[llvm-dev] Giving up using implicit control flow in guards

Tue Jul 17 20:10:43 PDT 2018

Replying specifically to Sanjoy's questions inline.  For the record, 
I've talked with Max about his proposal in depth offline and generally 
support the direction.  As Sanjoy pointed out, there are some details to 
be worked out, but Max has gotten far enough with his prototyping at 
this point that I'm personally convinced they're all handleable w/effort.

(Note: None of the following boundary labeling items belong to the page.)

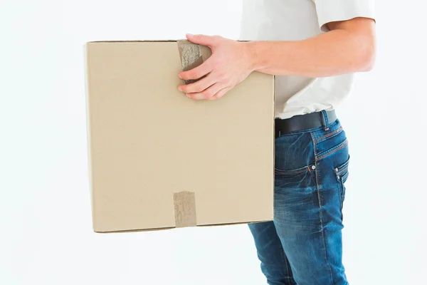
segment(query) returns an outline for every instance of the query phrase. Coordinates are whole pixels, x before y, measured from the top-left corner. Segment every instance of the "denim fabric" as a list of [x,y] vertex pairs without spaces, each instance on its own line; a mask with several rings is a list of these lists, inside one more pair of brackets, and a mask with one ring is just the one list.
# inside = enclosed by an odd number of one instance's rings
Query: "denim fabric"
[[270,285],[348,284],[341,233],[348,143],[338,120],[326,124],[275,139],[274,221],[249,224]]

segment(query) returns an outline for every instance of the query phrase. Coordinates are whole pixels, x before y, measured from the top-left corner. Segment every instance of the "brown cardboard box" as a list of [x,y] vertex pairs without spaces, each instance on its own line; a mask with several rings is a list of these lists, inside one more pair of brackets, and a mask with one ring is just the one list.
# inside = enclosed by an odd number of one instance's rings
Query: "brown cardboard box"
[[176,41],[90,42],[85,53],[95,232],[273,219],[273,76],[194,100],[177,90]]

On 07/13/2018 11:21 AM, Sanjoy Das via llvm-dev wrote:
> If we only need the guard representation only for widening, why not
> first run some cleanup passes, widen the guards and then lower the
> guards and then run the rest of the pipeline which will see the
> explicit branching?
Key thing is that we want to be able to widen conditions across function 
boundaries.  Here's a trivial example:
int load(int[] a, int offset) { return a[offset]; }
int b(int[] a) { load(a, 0) + load(a,1); }

This example should require (at most) one runtime range check.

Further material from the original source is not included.